Why Now? Context & strategic framework
This network stems from the European Commission's Smart Specialisation on Agri-food, a platform designed to foster interregional innovation partnerships (Thematic Smart Specialisation Partnerships, TSSPs) across Europe. Established in 2025, the Biosolutions partnership promotes biocontrol, biostimulants, and biofertilisers within the EU Green Deal, Farm to Fork strategy, and Soil Mission framework. Rooted in a One Health approach, the scheme connects plant, animal, and human health to ensure ecological resilience and economic competitiveness.
Mission et objectives
The core mission: to scale up European biosolutions and place Europe at the forefront of green biotech. The goals include:
- Accelerating market readiness of biosolutions
- Fostering public-private investment across regions
- Coordinating training, regulatory alignment, and experimentation
- Creating a centralised European Biosolutions Hub to unify innovation, policy and market entry efforts
Aligned with major S3 priorities, the partnership builds upon themes like soil health, digital agri-tech, circular bioeconomy, and green innovation.

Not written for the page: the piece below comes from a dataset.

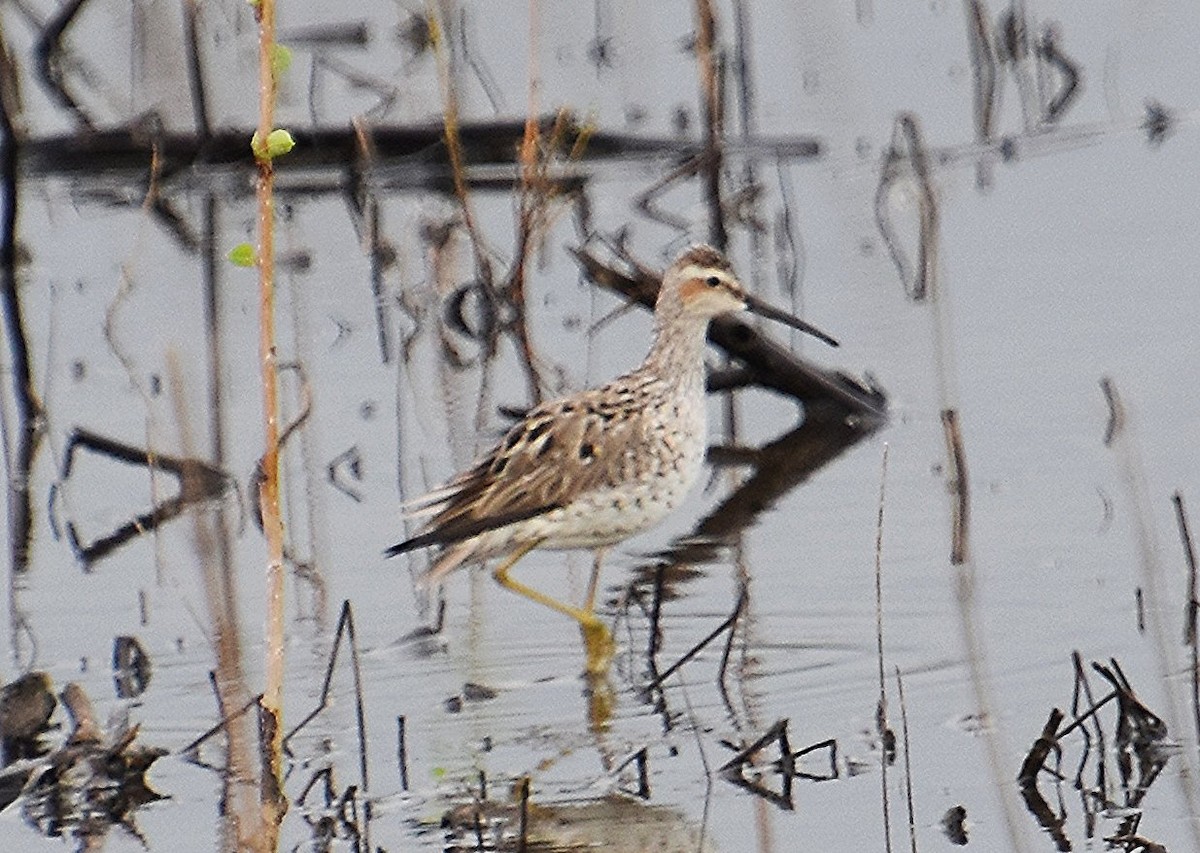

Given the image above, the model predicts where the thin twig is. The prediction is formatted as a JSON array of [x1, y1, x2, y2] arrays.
[[896, 667, 917, 853], [1171, 492, 1200, 741], [254, 0, 284, 835]]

Main activities & structure
The partnership will unfold through four strategic pillars: Innovation, Investment, Training, and Regulatory Support
Major initiatives include:
- Joint R&D and living labs led by regional networks
- Facilitating innovation, investment, training and policy recommendation
- Mobilising EU funding via Horizon Europe, Interreg, Interregional innovation investment (I3), and etc.
The initiative tackles critical obstacles:
- Fragmented regulation and inconsistent market access
- Low SME absorption and slow innovation diffusion
- Insufficient interregional coordination
By marshaling resources and stakeholders across regions—and using a quadruple-helix model (public, private, research, civil society)—the network aims to overcome these hurdles. It offers a scalable blueprint for delivering EU Green Deal targets, pesticide reduction (‑50% by 2030), and agroecological resilience.
A theme already very present at Wagralim
For Wagralim, the European S3 initiative on biosolutions for sustainable agriculture represents a natural extension of the regional AgriBioCare working group. Building on this foundation, it adopts a bottom-up approach to ensure that regional expertise, priorities, and challenges are effectively translated and integrated into the European innovation agenda. This initiative aims to foster cross-regional collaboration, promote shared solutions to common agricultural sustainability challenges, and enhance the visibility and impact of Wallonia’s agri-food ecosystem at the EU level.